Photo credit: IglooHome

It’s no secret I love games — for their pedagogical value just as much as for their entertainment value. There’s no better way to learn to code than writing a game. Even simple games have rules, hierarchies, states and conditions — the skills required to solve those problems are no different from the skills engineers use to solve real-world problems.

If I’m learning a new programming language, one of the first things I usually do is try to write a game, and that game is usually poker. Poker’s a source of endless joy and pleasure for me because it’s a diabolically addictive logic puzzle — cleverly disguised, of course, as a casino betting game. Today, let’s revisit the subject of a very old blog post I wrote about poker, and use it to explore two important, widely-discussed software engineering concepts: k-combinations and head/tail recursion.

Background: the K Foundation

In math and comp sci, a combination is an unordered selection of items from a collection. If order matters, it’s called a permutation; the two are closely related and the study of combinations/permutations together is called combinatorics. The field is huge and has so many critically important applications:

  • Performance evaluation: generating permutations of routes on a communication system to compare performance
  • Molecular biology: generating combinations/permutations of atoms, molecules, DNA, genes, or proteins
  • Natural language processing: text-matching algorithms which generate combinations/permutations of parts of speech
  • Operations research: job scheduling and resource allocation problems solved with combinatorics
  • Data mining and forensics: why not generate combinations of SELECT ... WHERE ... commands to look for, say, lost data or hidden data or evidence of a crime?
  • In a broad sense, any kind of pattern-matching in images, sound, measurements of the physical world like temperature, pressure, conductivity…
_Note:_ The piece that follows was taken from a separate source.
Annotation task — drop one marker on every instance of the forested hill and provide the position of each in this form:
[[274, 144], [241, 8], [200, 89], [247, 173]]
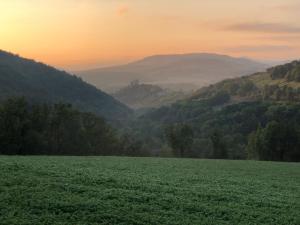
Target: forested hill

All card games are combinatorics games; the deck is our collection, and the hand size is our k. Five-card Jacks or better, the game Vegas video poker is based on, is a 52-combination-5 game; hold-em and other stud poker varieties are 52-combination-7 games.

Heads I win, tails you lose

A few popular languages have built-in methods like Ruby’s combination() and Python’s itertools, but JavaScript, sadly, has no native/low-level combinatorics functions. To broaden our knowledge and satisfy our appetite for punishment, let’s write our own JS combination() method using recursion. (Please keep in mind there are great many combinatorics algorithms, many of which are very different from, and likely much faster than, the recursive approach I’ll discuss… but a detailed comparison/discussion of all of them is a job for PhD candidates — not Medium bloggers.)

First, a quick recap of recursion from a previous blog post of mine: recursion solves a big problem (the recursive case) by repeatedly solving an identical but smaller problem (the base case). The base case looks the same as the recursive case — just on a smaller scale. Recursion only works when the program eventually reaches the base case; without reaching a base case, a recursive method will repeat indefinitely.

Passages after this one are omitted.